Sekilas
cermin setan bentuknya hampir sama dengan cermin-cermin yang lain. Berbingkai
ukiran pahatan yang indah saja yang
membedakannya. Cermin setan memantulkan penampakan asli penunggu cermin ini setiap
malam jumat kliwon. Cermin setan ini harus di cuci dengan tumbal darah manusia dan orang yang memelihara cermin setan ini
akan menjadi kaya bergelimang harta. Tapi jika lupa dan tidak di cuci oleh
darah tumbal manusia maka “penunggu” cermin itu akan menjadikan pemilik cermin
sebagai tumbal berikutnya atau anggota keluarga lain.
Malam
itu aku tidak bisa tidur. Hari ini tepat malam jumat, waktuku memandikan
cermin. Aku masih belum punya tumbal yang akan ku persembahkan untuk si
penunggu cermin. “Aduh gimana ini ya…istriku yang masih belum pulang dari
kegiatan arisan. Sedang ke tiga anak-anakku sedang berada di kamar mereka
masing-masing” pikirku dalam-dalam.
Aku
masih berpikir keras malam itu.
Terdengan suara “rudi…rudi..rudi …mana tumbalmu rudi …aku sudah ingin meminum
darah manusia rudi….”
Aku
kaget setengah mati, bingung mau menjawab apa. Tiba-tiba terlintas wajah rohima,
pembantu baru rumahku.
“Ambillah
jiwa rohima, puaskan dirimu “ jawabku ke penunggu cermin.
“Ha…ha..ha
bagus …kamu akan mendapatkan harta yang lebih kaya dari ini ha..ha.. awas
jangan lupa tumbalmu nanti yaa ha..ha ..ha” ucap si penunggu.
Penunggu
cermin setan itu, memang tak pernah menampakkan dirinya . Hanya suaranya saja
yang membuatku merinding.
“Tolooong,..tolong
den aduuuh aaah” teriak rohima pembantuku yang meminta tolong. Aku pura-pura
tak mendengar teriakan rohima. Aku sangat takut. Ke tiga anakku juga tidak
mendengar suara teriakan rohima. Malam itu mencekam sampai aku tertidur.
“Mas,
ayo bangun…bangun mas .. rohima kesetrum listrik dan meninggal mas. Masak kamu
ndak tahu teriakan rohima” tanya istriku.
“Aku
tidak mendengar apa-apa, masih ngantuk nih” jawabku sebisanya .
“Ayo
mas, panggil tetangga-tetangga kita kuburkan jasad rohima” perintah istriku.
Tanpa
di komando lagi segera aku jalankan permintan istriku.

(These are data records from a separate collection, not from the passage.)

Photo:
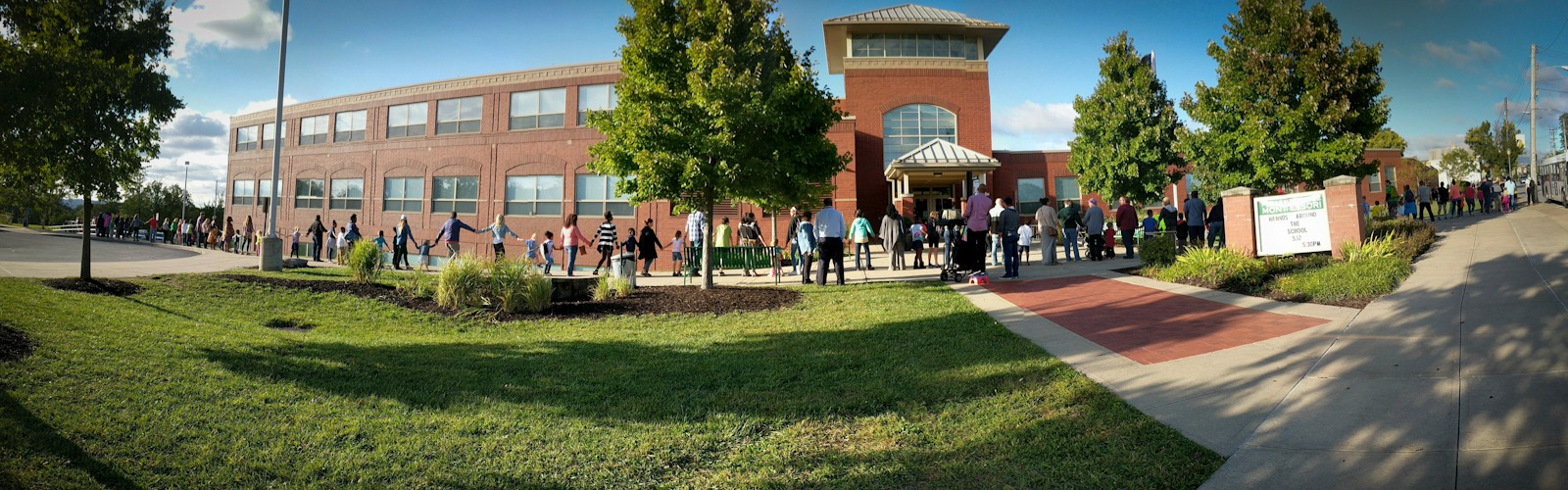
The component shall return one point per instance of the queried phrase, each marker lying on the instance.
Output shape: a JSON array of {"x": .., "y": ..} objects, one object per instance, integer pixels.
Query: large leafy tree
[
  {"x": 1388, "y": 138},
  {"x": 83, "y": 94},
  {"x": 1497, "y": 148},
  {"x": 1293, "y": 102},
  {"x": 1126, "y": 129},
  {"x": 715, "y": 104}
]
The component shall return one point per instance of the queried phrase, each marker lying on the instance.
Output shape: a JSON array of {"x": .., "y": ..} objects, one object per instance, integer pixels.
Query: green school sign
[{"x": 1293, "y": 223}]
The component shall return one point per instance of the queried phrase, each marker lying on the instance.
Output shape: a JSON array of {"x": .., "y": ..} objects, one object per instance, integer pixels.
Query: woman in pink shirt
[{"x": 574, "y": 242}]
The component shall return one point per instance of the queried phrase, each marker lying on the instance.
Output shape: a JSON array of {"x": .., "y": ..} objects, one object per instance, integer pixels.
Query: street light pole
[
  {"x": 185, "y": 192},
  {"x": 271, "y": 255}
]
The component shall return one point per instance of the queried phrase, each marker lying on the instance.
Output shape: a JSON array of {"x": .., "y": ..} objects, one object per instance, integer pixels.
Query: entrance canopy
[{"x": 938, "y": 164}]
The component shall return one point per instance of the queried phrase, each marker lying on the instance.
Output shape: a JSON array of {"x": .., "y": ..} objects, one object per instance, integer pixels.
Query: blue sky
[{"x": 1447, "y": 65}]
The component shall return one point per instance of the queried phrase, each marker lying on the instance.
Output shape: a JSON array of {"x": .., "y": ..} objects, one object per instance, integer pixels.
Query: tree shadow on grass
[
  {"x": 778, "y": 375},
  {"x": 24, "y": 432}
]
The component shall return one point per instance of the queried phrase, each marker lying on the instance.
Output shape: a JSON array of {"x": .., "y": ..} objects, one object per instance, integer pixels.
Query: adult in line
[
  {"x": 452, "y": 232},
  {"x": 862, "y": 234},
  {"x": 648, "y": 247},
  {"x": 1095, "y": 224},
  {"x": 791, "y": 242},
  {"x": 400, "y": 236},
  {"x": 977, "y": 224},
  {"x": 574, "y": 240},
  {"x": 1007, "y": 220},
  {"x": 1196, "y": 209},
  {"x": 830, "y": 242},
  {"x": 499, "y": 232},
  {"x": 1217, "y": 223},
  {"x": 893, "y": 234},
  {"x": 1071, "y": 220},
  {"x": 697, "y": 231},
  {"x": 608, "y": 240},
  {"x": 1424, "y": 200},
  {"x": 316, "y": 236},
  {"x": 1128, "y": 221},
  {"x": 1048, "y": 228},
  {"x": 807, "y": 244}
]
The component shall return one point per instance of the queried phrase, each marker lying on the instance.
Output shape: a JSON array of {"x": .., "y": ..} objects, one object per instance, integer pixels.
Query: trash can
[{"x": 624, "y": 268}]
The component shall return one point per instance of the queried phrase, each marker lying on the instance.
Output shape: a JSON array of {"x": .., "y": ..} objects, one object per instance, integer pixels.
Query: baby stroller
[{"x": 966, "y": 257}]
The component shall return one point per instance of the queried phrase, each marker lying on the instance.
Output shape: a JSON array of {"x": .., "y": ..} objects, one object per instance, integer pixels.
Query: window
[
  {"x": 922, "y": 46},
  {"x": 455, "y": 193},
  {"x": 310, "y": 192},
  {"x": 407, "y": 120},
  {"x": 313, "y": 130},
  {"x": 909, "y": 126},
  {"x": 1066, "y": 189},
  {"x": 243, "y": 192},
  {"x": 347, "y": 193},
  {"x": 459, "y": 115},
  {"x": 405, "y": 195},
  {"x": 595, "y": 98},
  {"x": 1029, "y": 195},
  {"x": 264, "y": 193},
  {"x": 245, "y": 138},
  {"x": 269, "y": 132},
  {"x": 535, "y": 195},
  {"x": 352, "y": 126},
  {"x": 596, "y": 195},
  {"x": 538, "y": 109}
]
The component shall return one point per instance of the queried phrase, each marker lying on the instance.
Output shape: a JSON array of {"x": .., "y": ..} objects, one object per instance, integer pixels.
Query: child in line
[
  {"x": 674, "y": 253},
  {"x": 549, "y": 252},
  {"x": 423, "y": 257},
  {"x": 532, "y": 244}
]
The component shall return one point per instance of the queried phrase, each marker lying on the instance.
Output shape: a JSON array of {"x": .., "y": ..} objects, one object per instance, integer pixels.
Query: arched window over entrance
[{"x": 906, "y": 127}]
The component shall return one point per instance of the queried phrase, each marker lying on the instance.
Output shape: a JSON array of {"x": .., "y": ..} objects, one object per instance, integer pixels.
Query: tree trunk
[
  {"x": 708, "y": 244},
  {"x": 86, "y": 236}
]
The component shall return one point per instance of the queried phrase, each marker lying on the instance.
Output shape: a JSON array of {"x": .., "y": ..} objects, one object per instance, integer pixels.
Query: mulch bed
[
  {"x": 15, "y": 344},
  {"x": 645, "y": 300},
  {"x": 94, "y": 286}
]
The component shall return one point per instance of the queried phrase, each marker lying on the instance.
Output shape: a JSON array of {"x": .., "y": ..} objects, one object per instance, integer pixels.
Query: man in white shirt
[{"x": 830, "y": 242}]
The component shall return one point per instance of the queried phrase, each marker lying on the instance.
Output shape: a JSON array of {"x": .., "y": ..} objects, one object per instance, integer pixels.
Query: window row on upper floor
[
  {"x": 529, "y": 110},
  {"x": 914, "y": 46},
  {"x": 525, "y": 195}
]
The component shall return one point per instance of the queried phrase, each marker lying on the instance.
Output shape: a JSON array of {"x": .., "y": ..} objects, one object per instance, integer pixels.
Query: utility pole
[{"x": 1534, "y": 164}]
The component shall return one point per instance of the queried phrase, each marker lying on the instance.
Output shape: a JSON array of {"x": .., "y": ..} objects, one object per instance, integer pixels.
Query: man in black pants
[
  {"x": 316, "y": 237},
  {"x": 830, "y": 242}
]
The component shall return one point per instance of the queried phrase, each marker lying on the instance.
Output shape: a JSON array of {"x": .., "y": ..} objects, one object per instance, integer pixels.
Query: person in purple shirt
[
  {"x": 977, "y": 216},
  {"x": 451, "y": 231}
]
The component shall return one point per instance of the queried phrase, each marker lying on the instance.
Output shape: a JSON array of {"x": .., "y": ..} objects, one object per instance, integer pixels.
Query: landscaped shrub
[
  {"x": 462, "y": 283},
  {"x": 514, "y": 286},
  {"x": 1415, "y": 236},
  {"x": 1372, "y": 249},
  {"x": 1215, "y": 269},
  {"x": 1340, "y": 281},
  {"x": 365, "y": 261},
  {"x": 417, "y": 284},
  {"x": 1157, "y": 250}
]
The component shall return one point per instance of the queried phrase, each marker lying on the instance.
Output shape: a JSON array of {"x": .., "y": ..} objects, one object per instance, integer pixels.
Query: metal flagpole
[{"x": 271, "y": 247}]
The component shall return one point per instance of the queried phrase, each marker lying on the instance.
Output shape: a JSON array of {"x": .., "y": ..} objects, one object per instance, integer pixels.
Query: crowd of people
[{"x": 1450, "y": 200}]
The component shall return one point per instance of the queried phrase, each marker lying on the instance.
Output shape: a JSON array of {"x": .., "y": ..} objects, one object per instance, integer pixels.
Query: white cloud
[
  {"x": 223, "y": 24},
  {"x": 1037, "y": 126},
  {"x": 1463, "y": 55},
  {"x": 269, "y": 104}
]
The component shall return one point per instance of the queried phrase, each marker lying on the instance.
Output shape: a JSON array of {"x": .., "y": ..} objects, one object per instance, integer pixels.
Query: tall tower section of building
[{"x": 917, "y": 83}]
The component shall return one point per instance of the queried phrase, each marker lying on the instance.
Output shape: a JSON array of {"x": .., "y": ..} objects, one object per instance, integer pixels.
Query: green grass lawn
[{"x": 890, "y": 385}]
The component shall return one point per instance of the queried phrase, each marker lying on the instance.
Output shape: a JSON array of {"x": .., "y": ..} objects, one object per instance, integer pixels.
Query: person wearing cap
[
  {"x": 400, "y": 237},
  {"x": 647, "y": 245}
]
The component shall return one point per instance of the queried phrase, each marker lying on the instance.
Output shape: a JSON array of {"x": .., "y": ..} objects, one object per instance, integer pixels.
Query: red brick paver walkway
[{"x": 1147, "y": 325}]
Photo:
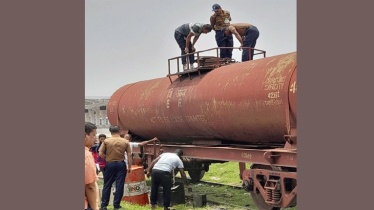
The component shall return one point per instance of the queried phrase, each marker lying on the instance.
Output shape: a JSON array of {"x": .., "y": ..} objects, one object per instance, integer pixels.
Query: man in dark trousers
[
  {"x": 246, "y": 33},
  {"x": 161, "y": 169},
  {"x": 183, "y": 36},
  {"x": 113, "y": 150},
  {"x": 221, "y": 18}
]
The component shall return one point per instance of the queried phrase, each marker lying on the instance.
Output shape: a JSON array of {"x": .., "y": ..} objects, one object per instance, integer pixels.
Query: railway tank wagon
[{"x": 243, "y": 112}]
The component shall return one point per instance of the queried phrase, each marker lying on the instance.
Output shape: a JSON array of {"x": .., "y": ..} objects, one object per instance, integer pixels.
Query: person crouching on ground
[
  {"x": 161, "y": 169},
  {"x": 183, "y": 36}
]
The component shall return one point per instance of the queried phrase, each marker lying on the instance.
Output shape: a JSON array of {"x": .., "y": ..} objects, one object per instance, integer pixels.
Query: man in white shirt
[
  {"x": 161, "y": 169},
  {"x": 136, "y": 144}
]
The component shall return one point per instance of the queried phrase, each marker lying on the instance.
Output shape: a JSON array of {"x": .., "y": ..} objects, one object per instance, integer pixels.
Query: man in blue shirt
[{"x": 183, "y": 36}]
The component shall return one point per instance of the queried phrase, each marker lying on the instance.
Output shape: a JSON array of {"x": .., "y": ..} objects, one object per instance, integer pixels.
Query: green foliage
[{"x": 225, "y": 173}]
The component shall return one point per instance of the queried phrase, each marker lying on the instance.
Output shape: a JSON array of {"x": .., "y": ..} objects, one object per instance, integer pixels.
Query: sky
[{"x": 131, "y": 41}]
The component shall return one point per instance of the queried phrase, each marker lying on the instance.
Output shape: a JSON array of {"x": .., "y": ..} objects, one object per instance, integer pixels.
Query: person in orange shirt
[{"x": 91, "y": 195}]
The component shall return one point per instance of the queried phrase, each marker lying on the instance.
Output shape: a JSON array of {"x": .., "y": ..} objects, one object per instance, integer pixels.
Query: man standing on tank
[
  {"x": 221, "y": 18},
  {"x": 113, "y": 150},
  {"x": 183, "y": 36},
  {"x": 247, "y": 34},
  {"x": 161, "y": 169}
]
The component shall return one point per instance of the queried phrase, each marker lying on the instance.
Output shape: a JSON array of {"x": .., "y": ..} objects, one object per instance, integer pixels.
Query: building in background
[{"x": 95, "y": 112}]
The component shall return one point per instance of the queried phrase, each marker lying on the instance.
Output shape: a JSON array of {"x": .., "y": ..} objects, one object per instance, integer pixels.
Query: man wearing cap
[
  {"x": 183, "y": 36},
  {"x": 246, "y": 33},
  {"x": 161, "y": 169},
  {"x": 221, "y": 18}
]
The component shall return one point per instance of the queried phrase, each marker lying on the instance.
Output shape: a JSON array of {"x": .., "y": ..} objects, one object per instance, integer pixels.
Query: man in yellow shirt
[
  {"x": 91, "y": 196},
  {"x": 113, "y": 150}
]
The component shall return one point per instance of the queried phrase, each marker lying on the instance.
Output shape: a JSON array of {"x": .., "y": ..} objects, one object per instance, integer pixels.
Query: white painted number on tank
[
  {"x": 247, "y": 155},
  {"x": 293, "y": 87},
  {"x": 170, "y": 92}
]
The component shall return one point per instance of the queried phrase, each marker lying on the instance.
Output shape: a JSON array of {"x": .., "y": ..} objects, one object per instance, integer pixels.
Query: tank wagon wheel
[
  {"x": 256, "y": 196},
  {"x": 196, "y": 175}
]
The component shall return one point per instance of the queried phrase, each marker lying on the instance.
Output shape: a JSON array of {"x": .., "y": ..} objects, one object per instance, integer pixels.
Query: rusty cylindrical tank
[{"x": 252, "y": 101}]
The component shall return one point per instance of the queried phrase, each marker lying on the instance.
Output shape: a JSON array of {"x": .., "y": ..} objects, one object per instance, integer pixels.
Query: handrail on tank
[{"x": 197, "y": 69}]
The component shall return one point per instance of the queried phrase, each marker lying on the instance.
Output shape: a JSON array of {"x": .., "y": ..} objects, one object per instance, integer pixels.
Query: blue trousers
[
  {"x": 181, "y": 40},
  {"x": 250, "y": 37},
  {"x": 162, "y": 178},
  {"x": 224, "y": 41},
  {"x": 114, "y": 171}
]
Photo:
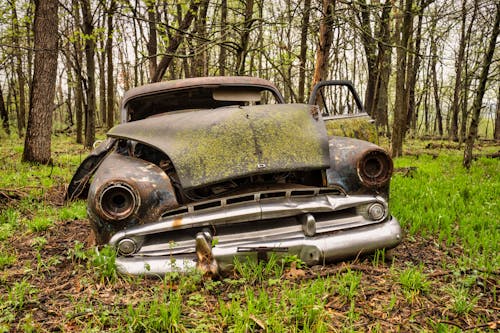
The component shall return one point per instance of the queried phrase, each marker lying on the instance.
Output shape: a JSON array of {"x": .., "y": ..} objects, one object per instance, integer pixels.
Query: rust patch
[{"x": 177, "y": 222}]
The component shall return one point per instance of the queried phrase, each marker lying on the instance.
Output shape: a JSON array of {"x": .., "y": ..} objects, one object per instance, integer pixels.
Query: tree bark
[
  {"x": 242, "y": 49},
  {"x": 304, "y": 31},
  {"x": 39, "y": 130},
  {"x": 325, "y": 42},
  {"x": 401, "y": 102},
  {"x": 478, "y": 100},
  {"x": 455, "y": 108},
  {"x": 152, "y": 44},
  {"x": 4, "y": 115},
  {"x": 176, "y": 40},
  {"x": 110, "y": 119},
  {"x": 223, "y": 27},
  {"x": 21, "y": 82},
  {"x": 496, "y": 136},
  {"x": 88, "y": 30}
]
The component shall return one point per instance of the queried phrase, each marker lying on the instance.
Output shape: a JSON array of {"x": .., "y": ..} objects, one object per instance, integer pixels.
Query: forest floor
[{"x": 52, "y": 279}]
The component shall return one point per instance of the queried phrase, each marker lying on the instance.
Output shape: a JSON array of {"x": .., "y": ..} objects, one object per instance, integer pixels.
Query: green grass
[
  {"x": 453, "y": 211},
  {"x": 443, "y": 200}
]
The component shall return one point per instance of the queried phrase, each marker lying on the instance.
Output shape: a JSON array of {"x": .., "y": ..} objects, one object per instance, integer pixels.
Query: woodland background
[{"x": 424, "y": 67}]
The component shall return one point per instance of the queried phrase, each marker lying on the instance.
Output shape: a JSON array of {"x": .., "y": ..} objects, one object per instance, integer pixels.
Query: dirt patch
[{"x": 62, "y": 283}]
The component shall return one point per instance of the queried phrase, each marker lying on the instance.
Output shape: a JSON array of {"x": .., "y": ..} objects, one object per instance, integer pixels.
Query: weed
[
  {"x": 39, "y": 223},
  {"x": 6, "y": 259},
  {"x": 19, "y": 294},
  {"x": 78, "y": 253},
  {"x": 74, "y": 211},
  {"x": 162, "y": 314},
  {"x": 413, "y": 282},
  {"x": 348, "y": 283},
  {"x": 458, "y": 206},
  {"x": 461, "y": 301},
  {"x": 253, "y": 271},
  {"x": 103, "y": 262}
]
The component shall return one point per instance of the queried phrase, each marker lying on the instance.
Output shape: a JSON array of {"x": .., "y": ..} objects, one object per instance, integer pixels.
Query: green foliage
[
  {"x": 441, "y": 199},
  {"x": 413, "y": 282},
  {"x": 161, "y": 314},
  {"x": 348, "y": 283}
]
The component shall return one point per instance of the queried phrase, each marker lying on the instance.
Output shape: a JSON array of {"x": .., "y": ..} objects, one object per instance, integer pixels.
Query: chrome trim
[
  {"x": 315, "y": 250},
  {"x": 259, "y": 210}
]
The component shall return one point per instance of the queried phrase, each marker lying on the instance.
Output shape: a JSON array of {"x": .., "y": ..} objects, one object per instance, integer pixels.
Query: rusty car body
[{"x": 204, "y": 171}]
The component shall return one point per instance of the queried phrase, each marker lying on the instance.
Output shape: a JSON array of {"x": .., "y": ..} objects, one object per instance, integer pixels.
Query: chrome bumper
[
  {"x": 312, "y": 250},
  {"x": 317, "y": 228}
]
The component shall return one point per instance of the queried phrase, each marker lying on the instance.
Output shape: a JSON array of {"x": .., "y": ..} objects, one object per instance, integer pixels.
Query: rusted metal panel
[
  {"x": 148, "y": 182},
  {"x": 213, "y": 81},
  {"x": 210, "y": 146},
  {"x": 345, "y": 157},
  {"x": 78, "y": 186}
]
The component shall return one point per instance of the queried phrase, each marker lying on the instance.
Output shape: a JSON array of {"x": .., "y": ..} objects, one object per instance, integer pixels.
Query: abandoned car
[{"x": 205, "y": 171}]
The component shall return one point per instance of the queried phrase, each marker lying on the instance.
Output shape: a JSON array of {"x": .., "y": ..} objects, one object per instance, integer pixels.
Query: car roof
[{"x": 153, "y": 88}]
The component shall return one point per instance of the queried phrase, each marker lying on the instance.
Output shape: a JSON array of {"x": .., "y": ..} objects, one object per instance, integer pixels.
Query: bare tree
[
  {"x": 325, "y": 41},
  {"x": 478, "y": 99},
  {"x": 496, "y": 136},
  {"x": 4, "y": 115},
  {"x": 39, "y": 130},
  {"x": 176, "y": 40}
]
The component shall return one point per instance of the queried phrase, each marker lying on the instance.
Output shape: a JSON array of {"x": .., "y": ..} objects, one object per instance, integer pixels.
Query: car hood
[{"x": 215, "y": 145}]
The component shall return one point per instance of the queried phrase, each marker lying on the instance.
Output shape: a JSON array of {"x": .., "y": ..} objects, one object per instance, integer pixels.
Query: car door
[{"x": 342, "y": 110}]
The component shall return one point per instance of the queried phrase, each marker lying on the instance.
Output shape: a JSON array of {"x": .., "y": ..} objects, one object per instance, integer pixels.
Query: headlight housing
[
  {"x": 375, "y": 168},
  {"x": 117, "y": 201}
]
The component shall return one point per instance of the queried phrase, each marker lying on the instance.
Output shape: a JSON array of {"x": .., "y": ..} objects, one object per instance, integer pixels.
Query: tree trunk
[
  {"x": 223, "y": 27},
  {"x": 242, "y": 49},
  {"x": 478, "y": 100},
  {"x": 152, "y": 44},
  {"x": 325, "y": 42},
  {"x": 401, "y": 102},
  {"x": 379, "y": 111},
  {"x": 200, "y": 66},
  {"x": 369, "y": 44},
  {"x": 176, "y": 40},
  {"x": 4, "y": 115},
  {"x": 101, "y": 60},
  {"x": 88, "y": 30},
  {"x": 304, "y": 32},
  {"x": 455, "y": 107},
  {"x": 39, "y": 130},
  {"x": 496, "y": 136},
  {"x": 436, "y": 87},
  {"x": 21, "y": 82},
  {"x": 110, "y": 71}
]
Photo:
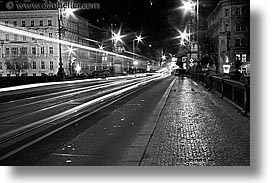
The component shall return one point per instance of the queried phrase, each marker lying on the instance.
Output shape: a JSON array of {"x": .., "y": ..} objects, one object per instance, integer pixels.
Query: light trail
[{"x": 30, "y": 34}]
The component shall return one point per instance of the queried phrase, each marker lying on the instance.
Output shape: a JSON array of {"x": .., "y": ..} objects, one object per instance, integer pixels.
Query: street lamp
[
  {"x": 190, "y": 6},
  {"x": 68, "y": 11}
]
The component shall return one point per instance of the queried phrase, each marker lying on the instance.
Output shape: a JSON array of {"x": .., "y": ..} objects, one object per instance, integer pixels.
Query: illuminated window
[
  {"x": 244, "y": 58},
  {"x": 51, "y": 65},
  {"x": 226, "y": 12},
  {"x": 33, "y": 50},
  {"x": 51, "y": 50},
  {"x": 33, "y": 65},
  {"x": 49, "y": 22},
  {"x": 23, "y": 23},
  {"x": 42, "y": 51},
  {"x": 7, "y": 51},
  {"x": 14, "y": 51},
  {"x": 238, "y": 11},
  {"x": 7, "y": 37},
  {"x": 23, "y": 50}
]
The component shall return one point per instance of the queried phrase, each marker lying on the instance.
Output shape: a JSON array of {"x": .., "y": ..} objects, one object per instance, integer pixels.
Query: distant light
[
  {"x": 69, "y": 11},
  {"x": 117, "y": 37},
  {"x": 174, "y": 59},
  {"x": 139, "y": 38},
  {"x": 187, "y": 5},
  {"x": 71, "y": 50},
  {"x": 77, "y": 68},
  {"x": 101, "y": 47}
]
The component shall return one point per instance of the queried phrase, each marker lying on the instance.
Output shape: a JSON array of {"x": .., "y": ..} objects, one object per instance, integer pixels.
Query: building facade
[
  {"x": 24, "y": 55},
  {"x": 229, "y": 31}
]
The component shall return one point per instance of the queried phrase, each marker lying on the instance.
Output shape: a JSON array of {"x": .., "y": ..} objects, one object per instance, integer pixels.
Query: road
[{"x": 76, "y": 123}]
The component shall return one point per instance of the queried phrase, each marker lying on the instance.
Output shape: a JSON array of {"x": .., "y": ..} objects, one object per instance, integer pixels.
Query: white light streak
[{"x": 37, "y": 36}]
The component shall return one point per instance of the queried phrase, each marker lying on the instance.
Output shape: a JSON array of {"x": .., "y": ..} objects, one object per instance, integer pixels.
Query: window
[
  {"x": 223, "y": 44},
  {"x": 226, "y": 12},
  {"x": 240, "y": 27},
  {"x": 238, "y": 11},
  {"x": 15, "y": 37},
  {"x": 42, "y": 65},
  {"x": 51, "y": 65},
  {"x": 51, "y": 50},
  {"x": 23, "y": 50},
  {"x": 7, "y": 51},
  {"x": 23, "y": 23},
  {"x": 238, "y": 56},
  {"x": 239, "y": 42},
  {"x": 25, "y": 65},
  {"x": 34, "y": 50},
  {"x": 243, "y": 57},
  {"x": 49, "y": 22},
  {"x": 7, "y": 37},
  {"x": 14, "y": 51},
  {"x": 33, "y": 65},
  {"x": 42, "y": 51}
]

Tepat jam 12 siang jenasah rohima telah
terkubur. Para tetangga yang membantuku mengurus proses pemakamannya.
Aku
istirahat di kamar tengah , sementara istriku masih sibuk menemani pelayat yang
masih datang ke rumah. Aku melirik cermin setan yang masih menggantung di tembok.
“Kapan ini bisa berakhir, aku kasihan sama rohima, mungkin sekarang arwahnya
jadi arwah penasaran karena ulahku. Maafin aku rohima” . (bersambung)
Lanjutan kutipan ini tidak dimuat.